近代戦における白兵戦は、銃撃の後の最終的な突撃や、塹壕内における戦闘の際に行われることが多い。歩兵の主力銃がボルトアクション式の時代までは、装填間隔の長さから至近距離で複数の敵と銃で渡り合えない限界を、銃剣や格闘などで補っていた。
第一次世界大戦で機関銃が大々的に使用され、見通しのよい場所は火力で制圧されてしまうようになった。従来行われていた正面からの銃剣突撃は困難になり、騎兵突撃はより困難になった。これにより、歩兵の白兵戦は着剣小銃で槍衾をつくることから、塹壕や室内などの出会い頭の戦闘を行うことへと変わった。第一次世界大戦では塹壕戦となり、馬上まで届くような長い着剣小銃では取り回しが悪く、拳銃は扱いが難しかったため、代わってスコップ、ナイフでの斬り合い刺し合いとなり、果てはヘルメットや、手製の棍棒で殴り合うことすら珍しくなかった。また、トレンチナイフという専用の武器まで作られた。しかし、大戦末期には近接戦闘に特化した短機関銃が実用化され、近接戦闘においても銃火器が優位を大きくした。続く第二次世界大戦末期には突撃銃(アサルトライフル)が実用化され、歩兵銃も近接戦闘能力を高めたため、白兵戦はごく限定的なものとなった。
近年の対テロ作戦で、近接戦闘の機会が再び増加したが、これも旧来の白兵戦ではなく、建物内の犯人を的確に射殺する事がメインであり、これに適した小型の火器やサプレッサーの導入が進んでいる。
格闘術の訓練を廃止した軍隊も存在するが、接近戦への対応を目的とした格闘術自体は無くなっていない。イギリス軍では、第二次大戦中に格闘術フェアバーン・システムを訓練しており、フォークランド戦争とイラク戦争では銃剣突撃を実施した。アメリカ陸軍での格闘術訓練は減少しているが、アメリカ海兵隊は、冷戦期にフィリピン武術「カリ」に伝わる棒術の技を基にした銃剣術を新たに制定し、現在でも兵科を問わず銃剣術や格闘術の訓練を実施している。イスラエルでは、格闘術「クラヴ・マガ」が軍の特殊部隊や警察の対テロリスト部隊で訓練されている。

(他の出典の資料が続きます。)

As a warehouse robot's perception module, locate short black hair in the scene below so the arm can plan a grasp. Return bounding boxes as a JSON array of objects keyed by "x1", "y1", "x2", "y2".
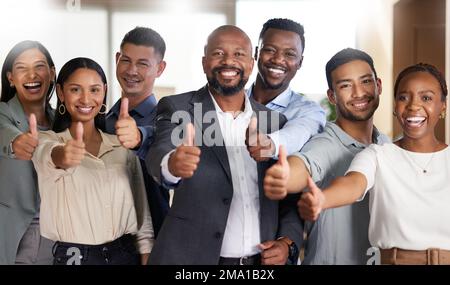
[
  {"x1": 394, "y1": 63, "x2": 448, "y2": 101},
  {"x1": 53, "y1": 57, "x2": 107, "y2": 133},
  {"x1": 0, "y1": 40, "x2": 56, "y2": 106},
  {"x1": 120, "y1": 27, "x2": 166, "y2": 58},
  {"x1": 259, "y1": 18, "x2": 305, "y2": 51},
  {"x1": 325, "y1": 48, "x2": 378, "y2": 90}
]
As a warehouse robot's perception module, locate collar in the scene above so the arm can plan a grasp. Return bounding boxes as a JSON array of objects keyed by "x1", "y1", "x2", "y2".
[
  {"x1": 246, "y1": 83, "x2": 292, "y2": 108},
  {"x1": 58, "y1": 128, "x2": 121, "y2": 158},
  {"x1": 208, "y1": 89, "x2": 253, "y2": 119},
  {"x1": 8, "y1": 94, "x2": 55, "y2": 130},
  {"x1": 111, "y1": 94, "x2": 158, "y2": 118}
]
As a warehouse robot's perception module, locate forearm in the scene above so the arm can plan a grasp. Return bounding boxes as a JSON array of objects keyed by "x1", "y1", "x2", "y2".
[
  {"x1": 323, "y1": 172, "x2": 367, "y2": 209},
  {"x1": 287, "y1": 156, "x2": 309, "y2": 193}
]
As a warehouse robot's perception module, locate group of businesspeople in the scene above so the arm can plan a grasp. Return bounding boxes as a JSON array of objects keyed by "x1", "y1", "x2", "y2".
[{"x1": 0, "y1": 18, "x2": 450, "y2": 265}]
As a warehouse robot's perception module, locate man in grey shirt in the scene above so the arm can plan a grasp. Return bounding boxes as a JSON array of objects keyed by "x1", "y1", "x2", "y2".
[{"x1": 264, "y1": 49, "x2": 389, "y2": 264}]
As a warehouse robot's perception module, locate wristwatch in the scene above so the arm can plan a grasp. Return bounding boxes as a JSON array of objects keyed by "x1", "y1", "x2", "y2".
[{"x1": 277, "y1": 237, "x2": 299, "y2": 265}]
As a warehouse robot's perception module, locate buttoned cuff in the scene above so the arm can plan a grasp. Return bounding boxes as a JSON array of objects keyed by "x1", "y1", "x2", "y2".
[{"x1": 161, "y1": 149, "x2": 181, "y2": 184}]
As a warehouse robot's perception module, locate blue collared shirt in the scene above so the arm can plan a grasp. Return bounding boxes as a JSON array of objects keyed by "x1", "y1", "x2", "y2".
[
  {"x1": 247, "y1": 86, "x2": 326, "y2": 158},
  {"x1": 106, "y1": 95, "x2": 157, "y2": 161}
]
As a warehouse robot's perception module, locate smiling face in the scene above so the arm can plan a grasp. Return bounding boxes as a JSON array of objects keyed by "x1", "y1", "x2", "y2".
[
  {"x1": 116, "y1": 43, "x2": 166, "y2": 97},
  {"x1": 328, "y1": 60, "x2": 381, "y2": 121},
  {"x1": 395, "y1": 72, "x2": 446, "y2": 139},
  {"x1": 7, "y1": 48, "x2": 55, "y2": 104},
  {"x1": 257, "y1": 28, "x2": 303, "y2": 91},
  {"x1": 202, "y1": 28, "x2": 253, "y2": 96},
  {"x1": 56, "y1": 68, "x2": 106, "y2": 123}
]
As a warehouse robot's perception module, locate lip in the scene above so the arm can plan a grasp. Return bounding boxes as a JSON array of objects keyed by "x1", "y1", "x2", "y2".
[
  {"x1": 348, "y1": 98, "x2": 372, "y2": 111},
  {"x1": 265, "y1": 65, "x2": 287, "y2": 78},
  {"x1": 22, "y1": 81, "x2": 42, "y2": 94},
  {"x1": 403, "y1": 115, "x2": 428, "y2": 129},
  {"x1": 76, "y1": 106, "x2": 94, "y2": 115}
]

軍の予算が不十分な場合、低予算でも訓練可能な白兵戦が訓練項目として注目される場合もあり、隊員の戦意高揚にも役立つといわれる。
本来の定義からは外れるが、現代戦では大砲・ミサイルなどによる距離を置いた砲撃戦と対比して(特に航空機・艦艇などの乗員がやむなく拳銃や軽機関銃で)、近距離の銃撃戦を行う場合などにも「白兵戦」という言葉が使われることがある。

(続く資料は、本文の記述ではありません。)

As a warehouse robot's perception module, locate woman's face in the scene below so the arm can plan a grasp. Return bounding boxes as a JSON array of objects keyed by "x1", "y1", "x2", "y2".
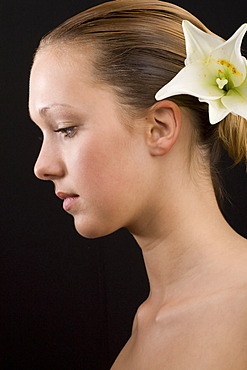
[{"x1": 29, "y1": 47, "x2": 150, "y2": 237}]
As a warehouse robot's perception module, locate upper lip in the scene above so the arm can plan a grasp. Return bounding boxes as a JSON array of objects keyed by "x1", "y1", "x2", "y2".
[{"x1": 56, "y1": 191, "x2": 79, "y2": 199}]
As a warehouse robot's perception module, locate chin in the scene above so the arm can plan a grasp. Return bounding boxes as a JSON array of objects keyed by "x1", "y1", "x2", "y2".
[{"x1": 75, "y1": 215, "x2": 117, "y2": 239}]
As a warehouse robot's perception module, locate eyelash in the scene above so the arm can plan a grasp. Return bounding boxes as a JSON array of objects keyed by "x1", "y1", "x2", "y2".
[{"x1": 54, "y1": 126, "x2": 75, "y2": 138}]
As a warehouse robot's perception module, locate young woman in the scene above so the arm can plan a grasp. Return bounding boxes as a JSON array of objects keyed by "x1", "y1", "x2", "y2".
[{"x1": 29, "y1": 0, "x2": 247, "y2": 370}]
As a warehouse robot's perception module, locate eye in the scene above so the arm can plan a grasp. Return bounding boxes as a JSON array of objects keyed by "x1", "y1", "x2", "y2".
[{"x1": 54, "y1": 126, "x2": 76, "y2": 138}]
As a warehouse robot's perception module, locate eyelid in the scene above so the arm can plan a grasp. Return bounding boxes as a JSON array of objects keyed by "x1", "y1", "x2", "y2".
[{"x1": 54, "y1": 126, "x2": 76, "y2": 138}]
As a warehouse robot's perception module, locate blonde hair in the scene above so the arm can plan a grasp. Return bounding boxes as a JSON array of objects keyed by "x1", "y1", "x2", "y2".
[{"x1": 35, "y1": 0, "x2": 247, "y2": 200}]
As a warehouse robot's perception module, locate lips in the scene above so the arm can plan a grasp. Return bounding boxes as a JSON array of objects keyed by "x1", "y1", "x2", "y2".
[{"x1": 56, "y1": 191, "x2": 79, "y2": 212}]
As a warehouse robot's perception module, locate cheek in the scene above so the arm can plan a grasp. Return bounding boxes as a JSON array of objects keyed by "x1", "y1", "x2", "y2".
[{"x1": 71, "y1": 137, "x2": 134, "y2": 197}]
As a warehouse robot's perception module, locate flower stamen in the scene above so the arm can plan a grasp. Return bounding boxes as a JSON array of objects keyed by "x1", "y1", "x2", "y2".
[{"x1": 216, "y1": 78, "x2": 228, "y2": 90}]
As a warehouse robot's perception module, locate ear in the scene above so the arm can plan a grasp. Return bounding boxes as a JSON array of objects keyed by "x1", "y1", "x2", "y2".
[{"x1": 147, "y1": 100, "x2": 182, "y2": 156}]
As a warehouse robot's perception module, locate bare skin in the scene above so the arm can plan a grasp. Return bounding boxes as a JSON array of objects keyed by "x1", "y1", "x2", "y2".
[{"x1": 30, "y1": 47, "x2": 247, "y2": 370}]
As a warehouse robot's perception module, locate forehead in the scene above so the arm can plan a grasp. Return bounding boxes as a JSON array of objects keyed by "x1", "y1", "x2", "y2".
[{"x1": 29, "y1": 46, "x2": 127, "y2": 122}]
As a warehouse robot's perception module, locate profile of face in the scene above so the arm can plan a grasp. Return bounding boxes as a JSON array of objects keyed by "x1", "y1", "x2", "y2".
[{"x1": 29, "y1": 46, "x2": 157, "y2": 238}]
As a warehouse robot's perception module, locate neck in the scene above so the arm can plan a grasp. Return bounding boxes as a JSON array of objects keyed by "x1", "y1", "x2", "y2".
[{"x1": 133, "y1": 176, "x2": 235, "y2": 304}]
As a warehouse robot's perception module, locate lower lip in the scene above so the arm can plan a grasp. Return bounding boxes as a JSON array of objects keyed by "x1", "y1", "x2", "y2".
[{"x1": 63, "y1": 197, "x2": 78, "y2": 212}]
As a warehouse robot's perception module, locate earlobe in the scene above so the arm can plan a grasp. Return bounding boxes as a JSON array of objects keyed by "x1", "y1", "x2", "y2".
[{"x1": 147, "y1": 100, "x2": 182, "y2": 156}]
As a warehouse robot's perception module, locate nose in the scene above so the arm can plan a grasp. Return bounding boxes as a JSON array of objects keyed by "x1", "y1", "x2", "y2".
[{"x1": 34, "y1": 142, "x2": 65, "y2": 180}]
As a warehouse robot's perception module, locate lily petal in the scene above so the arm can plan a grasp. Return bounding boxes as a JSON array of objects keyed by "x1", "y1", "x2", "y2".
[
  {"x1": 221, "y1": 80, "x2": 247, "y2": 119},
  {"x1": 210, "y1": 23, "x2": 247, "y2": 87},
  {"x1": 182, "y1": 21, "x2": 223, "y2": 65},
  {"x1": 199, "y1": 99, "x2": 231, "y2": 125},
  {"x1": 155, "y1": 63, "x2": 225, "y2": 100}
]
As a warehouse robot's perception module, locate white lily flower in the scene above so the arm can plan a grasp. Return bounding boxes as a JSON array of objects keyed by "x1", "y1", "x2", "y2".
[{"x1": 155, "y1": 21, "x2": 247, "y2": 124}]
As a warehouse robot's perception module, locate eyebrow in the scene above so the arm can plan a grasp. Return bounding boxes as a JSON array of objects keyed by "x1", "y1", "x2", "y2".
[{"x1": 39, "y1": 103, "x2": 72, "y2": 116}]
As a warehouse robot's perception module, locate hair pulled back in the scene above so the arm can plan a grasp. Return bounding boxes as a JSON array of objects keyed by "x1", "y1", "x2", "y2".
[{"x1": 38, "y1": 0, "x2": 247, "y2": 202}]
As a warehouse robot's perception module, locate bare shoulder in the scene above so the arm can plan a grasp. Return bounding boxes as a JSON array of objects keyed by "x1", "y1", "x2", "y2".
[{"x1": 112, "y1": 238, "x2": 247, "y2": 370}]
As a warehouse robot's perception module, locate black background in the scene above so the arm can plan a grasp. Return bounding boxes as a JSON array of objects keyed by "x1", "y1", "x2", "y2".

また、珍しい場合では珊瑚海海戦において大日本帝国海軍の航空母艦翔鶴の搭載機が米空母に着艦しかけるという事態が起きており、米空母側では何の迷いもなく着艦コースに入る敵機にパニックになったらしく、副長が白兵戦用意の号令をかけている。無論、空母でこんな命令が出されたのはこれが史上唯一である。 このようなことが起きた原因としては、パイロットの練度のほか、長時間に及ぶ飛行と戦闘による疲労、夕暮れ時で見えづらかった事、翔鶴型航空母艦とヨークタウン級航空母艦の大きさがほぼ同じ事等が考えられる。